The good thing is at that Christianity is dying out in America and in a generation or so they’ll be a minority so the center-left can take over and re-implement such programs.
As for debts, they let corporations get off the hook, I know that some debt collection companies might try to stop that, but I think people’s right to self-determination would be violated…so they wouldn’t be able to stop them from suicide.
Though you make a good point about the lobbyists and buying off politicians, that’s about the only way (and the religious right) that’s going to stop legalizing euthanasia.
Still they won’t be able to stop ending their lives on their own, but ofc that’s harder and riskier, like back-alley abortions….but until it becomes state-sanctioned, people will just find other ways to the same goal.

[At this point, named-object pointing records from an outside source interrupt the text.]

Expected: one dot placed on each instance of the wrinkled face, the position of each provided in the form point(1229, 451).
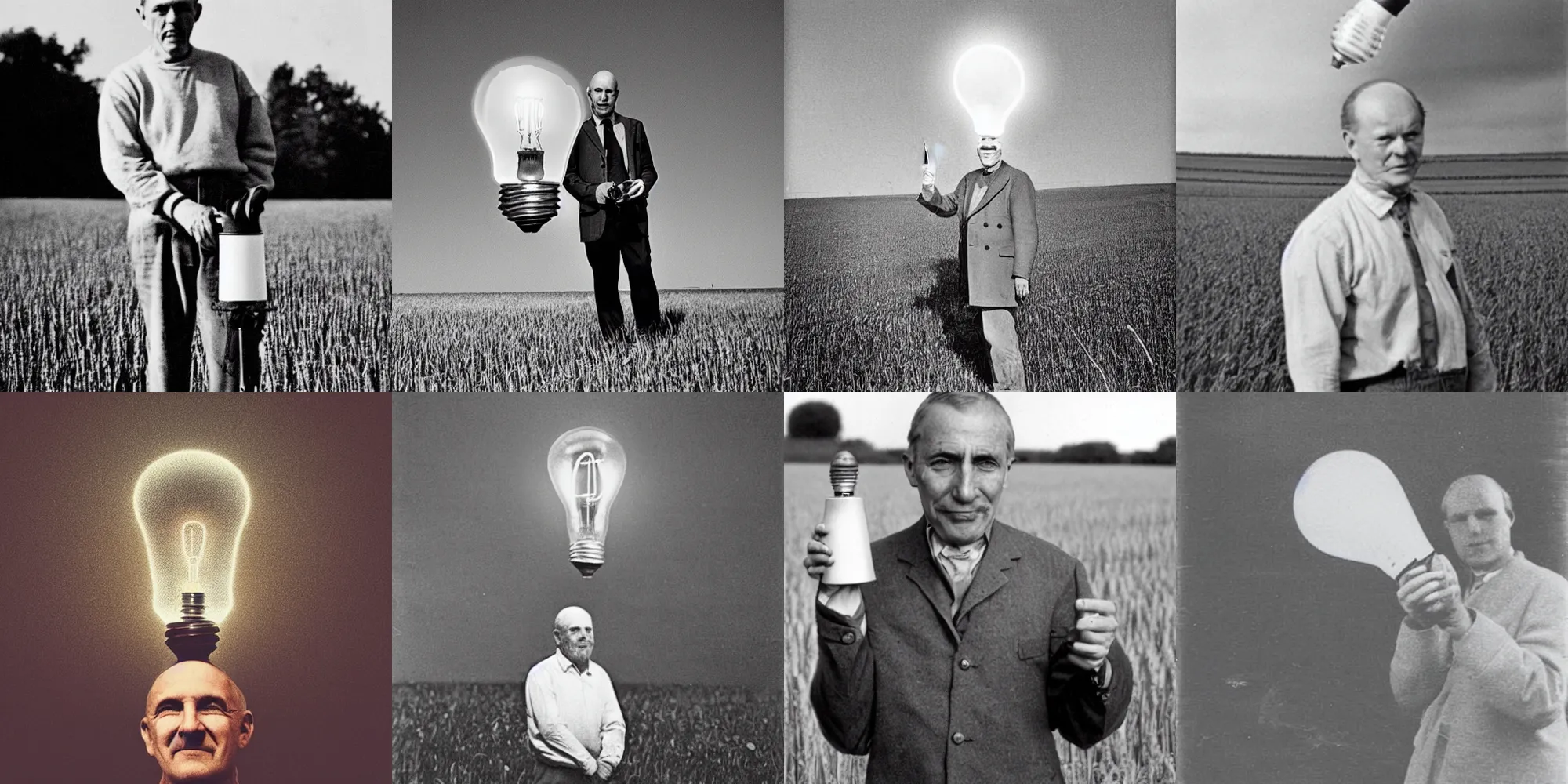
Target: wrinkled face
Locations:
point(1387, 137)
point(1479, 524)
point(172, 24)
point(990, 151)
point(603, 93)
point(575, 639)
point(959, 465)
point(197, 724)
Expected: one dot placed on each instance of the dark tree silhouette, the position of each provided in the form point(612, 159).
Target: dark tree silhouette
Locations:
point(330, 143)
point(815, 419)
point(49, 140)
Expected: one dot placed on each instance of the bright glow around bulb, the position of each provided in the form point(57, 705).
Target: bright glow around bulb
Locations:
point(587, 468)
point(989, 82)
point(528, 103)
point(1352, 506)
point(192, 507)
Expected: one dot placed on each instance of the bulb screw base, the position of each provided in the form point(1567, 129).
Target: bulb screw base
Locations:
point(587, 556)
point(843, 474)
point(529, 205)
point(192, 639)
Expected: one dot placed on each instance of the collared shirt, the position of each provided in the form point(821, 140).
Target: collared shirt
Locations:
point(575, 719)
point(1351, 308)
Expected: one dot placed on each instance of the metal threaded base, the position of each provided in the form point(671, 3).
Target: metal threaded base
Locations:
point(587, 556)
point(192, 639)
point(529, 205)
point(843, 474)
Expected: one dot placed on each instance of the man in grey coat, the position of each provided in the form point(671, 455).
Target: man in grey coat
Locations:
point(1487, 667)
point(996, 249)
point(978, 641)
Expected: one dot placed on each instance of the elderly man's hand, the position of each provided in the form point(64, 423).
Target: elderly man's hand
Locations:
point(198, 220)
point(1095, 633)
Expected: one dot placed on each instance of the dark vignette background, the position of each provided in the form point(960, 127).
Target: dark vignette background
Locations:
point(1285, 652)
point(308, 639)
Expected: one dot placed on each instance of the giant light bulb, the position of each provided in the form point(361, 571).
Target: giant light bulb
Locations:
point(529, 111)
point(192, 507)
point(990, 84)
point(587, 468)
point(1351, 506)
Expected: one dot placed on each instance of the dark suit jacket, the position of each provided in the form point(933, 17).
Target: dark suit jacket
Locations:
point(998, 241)
point(587, 169)
point(1000, 677)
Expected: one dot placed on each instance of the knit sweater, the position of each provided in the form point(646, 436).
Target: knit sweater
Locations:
point(1495, 699)
point(175, 118)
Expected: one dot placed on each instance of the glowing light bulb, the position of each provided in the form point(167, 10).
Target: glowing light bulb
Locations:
point(990, 82)
point(192, 507)
point(587, 468)
point(529, 112)
point(1352, 507)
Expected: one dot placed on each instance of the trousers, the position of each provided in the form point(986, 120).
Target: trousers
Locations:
point(178, 286)
point(1001, 335)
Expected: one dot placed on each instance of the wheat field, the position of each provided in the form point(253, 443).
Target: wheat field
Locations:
point(1119, 520)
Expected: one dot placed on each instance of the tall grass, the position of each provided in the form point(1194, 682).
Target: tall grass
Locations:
point(1119, 520)
point(68, 302)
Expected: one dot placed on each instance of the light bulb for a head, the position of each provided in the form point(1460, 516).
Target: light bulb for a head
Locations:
point(528, 111)
point(192, 507)
point(990, 82)
point(1351, 506)
point(587, 468)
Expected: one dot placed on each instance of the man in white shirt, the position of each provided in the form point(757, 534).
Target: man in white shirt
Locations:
point(1376, 297)
point(575, 720)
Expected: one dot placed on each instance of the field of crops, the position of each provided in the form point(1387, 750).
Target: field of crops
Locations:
point(479, 735)
point(719, 341)
point(70, 318)
point(1233, 234)
point(874, 299)
point(1119, 520)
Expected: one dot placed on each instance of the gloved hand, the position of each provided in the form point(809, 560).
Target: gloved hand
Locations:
point(1359, 35)
point(200, 222)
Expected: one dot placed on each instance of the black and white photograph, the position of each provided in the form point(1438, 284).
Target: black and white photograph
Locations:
point(586, 589)
point(981, 587)
point(589, 197)
point(197, 197)
point(1373, 590)
point(979, 197)
point(1371, 195)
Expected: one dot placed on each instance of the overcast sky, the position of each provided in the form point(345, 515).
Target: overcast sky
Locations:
point(868, 82)
point(350, 38)
point(703, 76)
point(1255, 78)
point(1131, 421)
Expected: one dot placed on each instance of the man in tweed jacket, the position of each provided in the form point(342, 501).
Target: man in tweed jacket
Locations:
point(978, 641)
point(1487, 669)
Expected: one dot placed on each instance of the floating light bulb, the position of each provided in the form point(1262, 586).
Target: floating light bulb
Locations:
point(1351, 506)
point(529, 111)
point(192, 507)
point(587, 468)
point(990, 82)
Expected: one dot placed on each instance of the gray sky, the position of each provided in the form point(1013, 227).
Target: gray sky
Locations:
point(479, 539)
point(868, 82)
point(350, 38)
point(1255, 78)
point(1131, 421)
point(703, 76)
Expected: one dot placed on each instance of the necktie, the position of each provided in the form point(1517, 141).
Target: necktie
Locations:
point(1429, 314)
point(612, 151)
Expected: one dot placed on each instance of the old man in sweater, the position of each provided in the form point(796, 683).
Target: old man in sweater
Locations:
point(1484, 666)
point(183, 132)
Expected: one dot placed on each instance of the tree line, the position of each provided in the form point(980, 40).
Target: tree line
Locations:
point(332, 145)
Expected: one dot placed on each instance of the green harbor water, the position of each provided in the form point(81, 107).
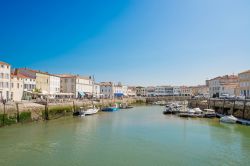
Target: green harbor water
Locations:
point(141, 136)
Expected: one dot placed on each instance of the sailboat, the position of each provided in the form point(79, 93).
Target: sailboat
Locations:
point(92, 110)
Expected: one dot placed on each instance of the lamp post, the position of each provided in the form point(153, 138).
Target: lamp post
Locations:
point(4, 102)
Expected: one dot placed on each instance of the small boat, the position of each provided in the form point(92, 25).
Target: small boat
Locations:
point(125, 106)
point(209, 113)
point(168, 110)
point(197, 111)
point(91, 111)
point(80, 112)
point(110, 109)
point(228, 119)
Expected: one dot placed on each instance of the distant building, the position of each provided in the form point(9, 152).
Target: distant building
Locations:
point(131, 91)
point(186, 91)
point(223, 85)
point(141, 91)
point(17, 87)
point(79, 86)
point(176, 91)
point(200, 90)
point(5, 71)
point(150, 91)
point(42, 82)
point(164, 91)
point(97, 90)
point(107, 90)
point(244, 83)
point(29, 81)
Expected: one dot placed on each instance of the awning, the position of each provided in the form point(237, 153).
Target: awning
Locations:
point(118, 94)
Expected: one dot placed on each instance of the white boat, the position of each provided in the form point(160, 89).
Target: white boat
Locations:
point(209, 113)
point(80, 113)
point(91, 111)
point(197, 111)
point(228, 119)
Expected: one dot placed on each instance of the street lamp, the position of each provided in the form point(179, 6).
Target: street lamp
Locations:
point(4, 102)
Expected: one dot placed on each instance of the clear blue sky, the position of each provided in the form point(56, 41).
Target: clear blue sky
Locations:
point(147, 42)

Excuse my sloppy grammar, it’s late. 🙂
eh, i don’t have much hope for the center left. first, they’re center left and not progressive left. so things will never get to the point where it needs to be. in a generation or so, i will also be old/dying, so i won’t live to see things “be better” in America. well fuck, it’ll be just my luck for things to finally get better and i kick the bucket. my money is on that. that’s how shit my luck is. -_-
True, the Left is in power right now and they could do a lot to try to bring back abortion and euthanasia, but they’re pushing a lot of ‘woke’ crap and meddling in things they shouldn’t, while ignoring inflation, infrastructure and so many other big issues that need to be addressed.
I also agree that medically unsupervised suicide is very dangerous and has a chance of failing and leaving you worse off…so same for me, that’s why I haven’t tried myself.

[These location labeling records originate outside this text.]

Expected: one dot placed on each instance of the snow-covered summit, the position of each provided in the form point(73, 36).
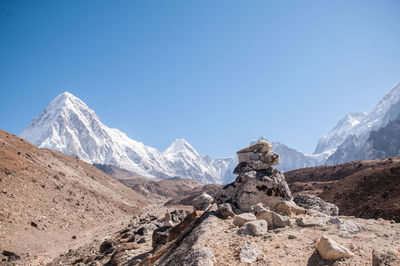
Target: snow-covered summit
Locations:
point(361, 124)
point(70, 126)
point(180, 145)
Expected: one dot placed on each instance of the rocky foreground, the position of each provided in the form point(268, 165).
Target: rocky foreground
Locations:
point(255, 220)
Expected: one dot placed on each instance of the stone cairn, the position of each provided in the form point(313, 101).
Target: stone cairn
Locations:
point(258, 182)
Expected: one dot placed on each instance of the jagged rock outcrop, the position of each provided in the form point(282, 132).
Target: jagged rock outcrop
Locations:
point(257, 182)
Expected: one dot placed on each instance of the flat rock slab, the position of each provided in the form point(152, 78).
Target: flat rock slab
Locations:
point(248, 254)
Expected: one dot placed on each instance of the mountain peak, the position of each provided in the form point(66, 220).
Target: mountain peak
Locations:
point(179, 145)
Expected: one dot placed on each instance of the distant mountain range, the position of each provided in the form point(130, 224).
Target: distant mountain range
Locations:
point(70, 126)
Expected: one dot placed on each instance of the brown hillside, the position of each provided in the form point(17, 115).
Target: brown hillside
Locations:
point(365, 189)
point(48, 201)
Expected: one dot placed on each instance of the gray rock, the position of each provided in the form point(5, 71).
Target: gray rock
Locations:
point(225, 210)
point(199, 257)
point(243, 218)
point(248, 254)
point(316, 203)
point(330, 250)
point(160, 236)
point(384, 258)
point(107, 246)
point(255, 228)
point(268, 187)
point(177, 216)
point(273, 219)
point(349, 227)
point(309, 221)
point(257, 208)
point(186, 250)
point(145, 229)
point(169, 223)
point(262, 146)
point(257, 159)
point(202, 202)
point(143, 240)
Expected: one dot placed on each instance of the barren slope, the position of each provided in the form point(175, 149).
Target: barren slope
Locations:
point(366, 189)
point(48, 197)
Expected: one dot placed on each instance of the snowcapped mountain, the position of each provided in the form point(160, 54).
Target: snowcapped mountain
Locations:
point(350, 136)
point(70, 126)
point(186, 162)
point(339, 133)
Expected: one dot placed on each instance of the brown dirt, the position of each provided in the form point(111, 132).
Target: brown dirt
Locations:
point(47, 197)
point(365, 189)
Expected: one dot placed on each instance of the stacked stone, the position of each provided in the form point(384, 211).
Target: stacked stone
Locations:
point(257, 181)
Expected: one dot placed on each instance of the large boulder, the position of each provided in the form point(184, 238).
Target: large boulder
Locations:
point(273, 219)
point(316, 203)
point(266, 186)
point(258, 182)
point(243, 218)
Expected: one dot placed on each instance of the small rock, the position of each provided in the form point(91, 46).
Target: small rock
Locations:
point(143, 240)
point(160, 236)
point(288, 208)
point(350, 227)
point(225, 210)
point(248, 254)
point(202, 202)
point(147, 228)
point(330, 250)
point(257, 208)
point(11, 255)
point(178, 216)
point(311, 221)
point(256, 228)
point(106, 246)
point(383, 258)
point(169, 223)
point(199, 256)
point(273, 219)
point(243, 218)
point(316, 203)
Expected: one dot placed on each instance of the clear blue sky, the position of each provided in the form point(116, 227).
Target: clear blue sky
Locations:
point(218, 73)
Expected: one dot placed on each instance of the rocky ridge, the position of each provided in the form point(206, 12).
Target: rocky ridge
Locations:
point(273, 232)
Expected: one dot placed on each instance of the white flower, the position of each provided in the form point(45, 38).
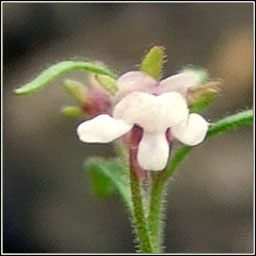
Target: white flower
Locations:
point(155, 107)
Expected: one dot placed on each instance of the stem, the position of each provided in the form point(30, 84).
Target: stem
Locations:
point(159, 181)
point(139, 215)
point(155, 213)
point(57, 70)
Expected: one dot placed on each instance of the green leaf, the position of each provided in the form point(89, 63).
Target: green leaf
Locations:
point(76, 89)
point(108, 83)
point(223, 125)
point(72, 112)
point(55, 71)
point(152, 64)
point(109, 175)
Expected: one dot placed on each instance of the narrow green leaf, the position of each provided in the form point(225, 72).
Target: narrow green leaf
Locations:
point(108, 83)
point(109, 175)
point(76, 89)
point(223, 125)
point(55, 71)
point(152, 64)
point(72, 112)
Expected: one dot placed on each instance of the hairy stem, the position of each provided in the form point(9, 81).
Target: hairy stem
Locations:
point(159, 181)
point(155, 213)
point(140, 221)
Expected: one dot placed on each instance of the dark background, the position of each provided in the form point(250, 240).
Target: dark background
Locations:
point(48, 203)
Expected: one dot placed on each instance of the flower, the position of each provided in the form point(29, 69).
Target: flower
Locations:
point(156, 107)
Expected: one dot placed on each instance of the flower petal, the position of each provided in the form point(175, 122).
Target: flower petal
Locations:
point(153, 152)
point(152, 113)
point(180, 82)
point(102, 129)
point(133, 81)
point(191, 132)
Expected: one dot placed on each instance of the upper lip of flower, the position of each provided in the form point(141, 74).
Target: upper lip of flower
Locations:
point(154, 113)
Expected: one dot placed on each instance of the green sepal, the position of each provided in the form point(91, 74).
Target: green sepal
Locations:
point(72, 112)
point(152, 63)
point(108, 83)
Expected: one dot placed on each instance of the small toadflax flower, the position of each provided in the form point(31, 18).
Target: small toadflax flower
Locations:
point(155, 107)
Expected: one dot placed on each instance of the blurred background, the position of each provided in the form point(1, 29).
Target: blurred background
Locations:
point(48, 203)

Ofc there are some ways that are guaranteed (like drowning) but they’re not exactly easy and painless. So ofc it’d be best if euthanasia was legalized, since they can guarantee a safe, fast, painless death.
But how long would Americans have to wait for that? Could be decades…meanwhile some European countries and Canada are way ahead of the game and are making it easier for most people to get.

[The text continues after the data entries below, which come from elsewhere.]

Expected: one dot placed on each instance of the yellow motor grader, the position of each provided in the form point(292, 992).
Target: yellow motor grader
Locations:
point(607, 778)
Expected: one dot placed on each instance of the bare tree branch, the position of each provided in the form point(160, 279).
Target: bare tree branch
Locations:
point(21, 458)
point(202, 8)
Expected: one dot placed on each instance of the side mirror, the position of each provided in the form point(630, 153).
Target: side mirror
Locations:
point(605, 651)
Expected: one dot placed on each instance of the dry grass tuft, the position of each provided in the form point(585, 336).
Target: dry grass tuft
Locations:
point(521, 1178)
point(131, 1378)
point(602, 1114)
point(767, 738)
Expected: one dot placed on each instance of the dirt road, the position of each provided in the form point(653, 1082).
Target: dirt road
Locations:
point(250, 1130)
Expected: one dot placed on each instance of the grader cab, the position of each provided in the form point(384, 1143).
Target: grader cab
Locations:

I think a solution might have to come from the ‘outside’ with some smart person inventing a suicide pill…though the trouble would be to try to prevent it’s wrongful use, once created.
“True, the Left is in power right now and they could do a lot to try to bring back abortion and euthanasia, but they’re pushing a lot of ‘woke’ crap and meddling in things they shouldn’t, while ignoring inflation, infrastructure and so many other big issues that need to be addressed.”
-EXACTLY!
there are plenty of “suicide” pills- lots of substances that can kill us in small doses, that are quick and effective. it’s just that all these products are banned so ppl aren’t allowed to suicide. well it also would make it easier for ppl to murder other ppl, which is why they should make it available only to euthanasia centers where the substances are kept there vs in an individual’s hands. but that also makes it harder for suicidal ppl to actually get approval to be euthanized, bc if someone on that panel doesn’t agree that it’s time for you to die, then you won’t be able to. which is what is occurring bc there’s so few of these places available and the wait list to get on is so long. so then we’re left with the same problem- people who genuinely want to die do not have access a quick, easy, painless death.
it’s extremely difficult to suicide properly, especially painlessly and quickly. Not without the proper “items.” 97% of ALL suicide attempts in the US fail. That’s fucking shit. The only reason I have not attempted so far is bc I don’t want to attempt and fuck myself up even worse.